The club’s own history is a motivator. Memories of beating Everton 2-1 in a 1996 fourth-round replay under John Rudge still line the walls at Vale Park. Now, for the first time since then, port vale have arrived at the fifth round again—this time with a chance to push into the last eight if they can hold firm against top-tier opposition.

There has been a human scramble behind the scenes too. Brady had earmarked this Sunday for the Cambridge half marathon while training for London, a plan he has since shelved after the Bristol City win extended the club’s Cup schedule. That pivot captures the week’s energy shift: the Cup run has nudged relegation worries aside, at least for a day, in favor of a one-match gateway to the quarter-finals.
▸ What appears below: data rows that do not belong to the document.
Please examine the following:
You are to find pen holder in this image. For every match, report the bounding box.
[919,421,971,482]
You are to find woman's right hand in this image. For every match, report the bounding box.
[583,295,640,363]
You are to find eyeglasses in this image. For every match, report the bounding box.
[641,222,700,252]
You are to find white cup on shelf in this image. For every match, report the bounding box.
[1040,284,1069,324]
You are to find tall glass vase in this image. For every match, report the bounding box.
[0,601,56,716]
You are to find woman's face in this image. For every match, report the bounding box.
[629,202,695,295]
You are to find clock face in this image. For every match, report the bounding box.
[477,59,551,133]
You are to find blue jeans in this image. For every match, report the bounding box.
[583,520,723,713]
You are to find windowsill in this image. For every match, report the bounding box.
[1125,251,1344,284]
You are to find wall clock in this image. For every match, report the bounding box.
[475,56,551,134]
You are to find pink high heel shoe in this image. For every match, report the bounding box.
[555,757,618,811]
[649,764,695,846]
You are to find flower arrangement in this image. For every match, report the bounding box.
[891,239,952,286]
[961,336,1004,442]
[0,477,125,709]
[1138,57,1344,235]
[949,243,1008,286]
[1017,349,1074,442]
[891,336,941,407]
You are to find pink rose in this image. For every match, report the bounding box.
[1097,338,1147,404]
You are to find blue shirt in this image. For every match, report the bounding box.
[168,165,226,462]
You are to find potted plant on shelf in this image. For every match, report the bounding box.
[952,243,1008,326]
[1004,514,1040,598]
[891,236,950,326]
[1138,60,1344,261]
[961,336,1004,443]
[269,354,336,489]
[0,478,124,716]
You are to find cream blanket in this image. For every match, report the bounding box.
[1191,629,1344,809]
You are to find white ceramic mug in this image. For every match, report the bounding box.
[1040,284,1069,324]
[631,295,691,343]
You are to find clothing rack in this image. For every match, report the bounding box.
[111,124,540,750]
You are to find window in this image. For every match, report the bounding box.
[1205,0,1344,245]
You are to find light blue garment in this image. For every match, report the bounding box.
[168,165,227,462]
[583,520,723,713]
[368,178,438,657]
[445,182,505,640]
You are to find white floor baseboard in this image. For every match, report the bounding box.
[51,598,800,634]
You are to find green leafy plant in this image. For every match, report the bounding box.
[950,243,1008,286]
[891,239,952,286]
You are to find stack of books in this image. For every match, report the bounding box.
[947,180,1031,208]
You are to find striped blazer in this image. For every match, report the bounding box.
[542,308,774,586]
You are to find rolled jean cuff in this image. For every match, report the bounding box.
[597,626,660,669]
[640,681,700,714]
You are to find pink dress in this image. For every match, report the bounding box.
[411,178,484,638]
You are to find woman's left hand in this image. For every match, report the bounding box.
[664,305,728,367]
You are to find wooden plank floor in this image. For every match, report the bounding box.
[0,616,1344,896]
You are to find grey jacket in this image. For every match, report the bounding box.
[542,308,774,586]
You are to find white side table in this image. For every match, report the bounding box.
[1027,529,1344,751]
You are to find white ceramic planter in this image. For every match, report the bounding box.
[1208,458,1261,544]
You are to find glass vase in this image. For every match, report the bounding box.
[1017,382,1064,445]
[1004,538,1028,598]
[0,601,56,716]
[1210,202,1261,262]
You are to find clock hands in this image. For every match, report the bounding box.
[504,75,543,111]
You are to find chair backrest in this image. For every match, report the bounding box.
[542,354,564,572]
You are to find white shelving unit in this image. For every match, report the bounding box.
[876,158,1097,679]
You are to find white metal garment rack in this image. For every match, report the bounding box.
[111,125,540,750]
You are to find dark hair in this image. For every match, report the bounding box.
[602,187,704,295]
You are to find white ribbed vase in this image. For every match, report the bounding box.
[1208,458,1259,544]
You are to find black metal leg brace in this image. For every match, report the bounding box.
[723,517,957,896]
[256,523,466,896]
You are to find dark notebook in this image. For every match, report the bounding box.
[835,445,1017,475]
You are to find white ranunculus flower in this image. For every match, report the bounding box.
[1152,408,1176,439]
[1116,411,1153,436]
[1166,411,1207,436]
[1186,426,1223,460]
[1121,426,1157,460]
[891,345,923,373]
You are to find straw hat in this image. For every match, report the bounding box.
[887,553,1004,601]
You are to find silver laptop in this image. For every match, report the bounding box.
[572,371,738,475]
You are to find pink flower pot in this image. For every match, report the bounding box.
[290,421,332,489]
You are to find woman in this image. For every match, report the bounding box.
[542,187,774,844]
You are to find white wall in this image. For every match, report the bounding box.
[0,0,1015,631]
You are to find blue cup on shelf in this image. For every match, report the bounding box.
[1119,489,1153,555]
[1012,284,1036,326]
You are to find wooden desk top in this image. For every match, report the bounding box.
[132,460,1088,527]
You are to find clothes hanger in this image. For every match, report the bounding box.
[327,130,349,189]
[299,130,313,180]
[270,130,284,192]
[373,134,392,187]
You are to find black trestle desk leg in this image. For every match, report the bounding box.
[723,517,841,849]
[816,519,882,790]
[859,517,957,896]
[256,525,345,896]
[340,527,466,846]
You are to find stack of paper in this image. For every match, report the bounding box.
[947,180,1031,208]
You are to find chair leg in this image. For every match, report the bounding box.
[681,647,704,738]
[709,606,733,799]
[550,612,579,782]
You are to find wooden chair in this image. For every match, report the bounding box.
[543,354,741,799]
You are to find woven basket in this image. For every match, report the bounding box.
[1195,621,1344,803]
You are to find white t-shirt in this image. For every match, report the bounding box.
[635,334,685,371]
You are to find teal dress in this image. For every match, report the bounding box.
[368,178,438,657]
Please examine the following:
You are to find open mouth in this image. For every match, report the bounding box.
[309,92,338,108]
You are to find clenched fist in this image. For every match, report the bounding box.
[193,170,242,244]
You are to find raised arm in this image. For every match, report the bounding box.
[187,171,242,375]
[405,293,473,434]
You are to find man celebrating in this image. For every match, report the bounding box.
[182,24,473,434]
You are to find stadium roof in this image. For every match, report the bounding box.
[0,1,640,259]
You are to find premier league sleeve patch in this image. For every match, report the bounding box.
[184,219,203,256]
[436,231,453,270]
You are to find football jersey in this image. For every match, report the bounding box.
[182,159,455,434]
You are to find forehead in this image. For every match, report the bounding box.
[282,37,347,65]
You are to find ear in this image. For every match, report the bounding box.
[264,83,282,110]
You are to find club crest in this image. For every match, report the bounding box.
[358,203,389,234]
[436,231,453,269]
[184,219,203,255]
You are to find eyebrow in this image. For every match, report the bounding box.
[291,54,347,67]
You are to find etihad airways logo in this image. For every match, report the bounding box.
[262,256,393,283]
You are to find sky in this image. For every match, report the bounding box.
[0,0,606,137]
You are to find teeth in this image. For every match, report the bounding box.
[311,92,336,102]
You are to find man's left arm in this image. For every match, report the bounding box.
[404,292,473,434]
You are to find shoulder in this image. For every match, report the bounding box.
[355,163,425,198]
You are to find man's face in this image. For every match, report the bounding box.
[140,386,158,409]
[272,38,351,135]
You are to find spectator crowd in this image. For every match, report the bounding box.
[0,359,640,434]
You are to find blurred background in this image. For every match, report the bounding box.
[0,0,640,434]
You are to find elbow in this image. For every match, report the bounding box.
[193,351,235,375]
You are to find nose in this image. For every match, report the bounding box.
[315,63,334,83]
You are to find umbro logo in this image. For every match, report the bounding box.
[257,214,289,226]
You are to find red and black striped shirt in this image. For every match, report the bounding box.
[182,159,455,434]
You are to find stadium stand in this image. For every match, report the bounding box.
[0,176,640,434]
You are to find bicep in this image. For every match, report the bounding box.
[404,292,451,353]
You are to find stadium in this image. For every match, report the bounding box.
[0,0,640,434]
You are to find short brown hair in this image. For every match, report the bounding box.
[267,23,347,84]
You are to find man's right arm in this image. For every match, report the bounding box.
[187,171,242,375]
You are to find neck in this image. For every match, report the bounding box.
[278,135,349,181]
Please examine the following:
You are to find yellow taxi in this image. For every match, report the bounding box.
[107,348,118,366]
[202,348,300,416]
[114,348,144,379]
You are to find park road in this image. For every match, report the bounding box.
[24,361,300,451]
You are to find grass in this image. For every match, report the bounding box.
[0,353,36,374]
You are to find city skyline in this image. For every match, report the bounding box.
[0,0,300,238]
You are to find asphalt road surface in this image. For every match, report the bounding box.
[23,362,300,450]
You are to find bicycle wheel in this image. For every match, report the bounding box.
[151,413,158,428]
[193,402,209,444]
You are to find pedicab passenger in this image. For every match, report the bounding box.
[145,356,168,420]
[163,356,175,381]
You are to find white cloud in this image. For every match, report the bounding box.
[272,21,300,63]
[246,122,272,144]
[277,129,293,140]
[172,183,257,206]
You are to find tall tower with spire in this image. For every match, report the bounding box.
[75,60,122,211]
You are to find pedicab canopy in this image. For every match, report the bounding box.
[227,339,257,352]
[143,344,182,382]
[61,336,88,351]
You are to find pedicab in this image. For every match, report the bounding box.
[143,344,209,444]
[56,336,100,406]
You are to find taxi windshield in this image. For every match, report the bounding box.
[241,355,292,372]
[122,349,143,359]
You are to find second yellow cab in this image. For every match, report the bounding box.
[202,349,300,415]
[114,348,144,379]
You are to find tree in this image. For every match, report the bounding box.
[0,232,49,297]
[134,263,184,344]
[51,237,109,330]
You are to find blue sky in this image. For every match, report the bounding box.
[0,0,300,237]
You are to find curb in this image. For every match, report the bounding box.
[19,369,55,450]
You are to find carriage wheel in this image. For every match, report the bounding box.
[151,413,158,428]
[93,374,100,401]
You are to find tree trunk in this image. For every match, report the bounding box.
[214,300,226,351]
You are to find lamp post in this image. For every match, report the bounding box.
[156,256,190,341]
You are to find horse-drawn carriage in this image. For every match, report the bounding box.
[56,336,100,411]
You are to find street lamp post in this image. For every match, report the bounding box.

Still, the work is on the pitch. Sunderland’s refreshed lineup, including prospects like Rigg and finishers on the bench, presents a different set of problems than Bristol City did after 120 minutes. For Vale, the three starting changes, Waine’s form, and Gray’s late-game option give Brady multiple routes to manage game states—from protecting a lead to chasing a decisive goal.

Full-time at Vale Park will settle the question. If the early advantage and home surge hold, a quarter-final place follows on Sunday; otherwise, attention turns back to the League One fight with the Cup memories intact and the margin for error unchanged.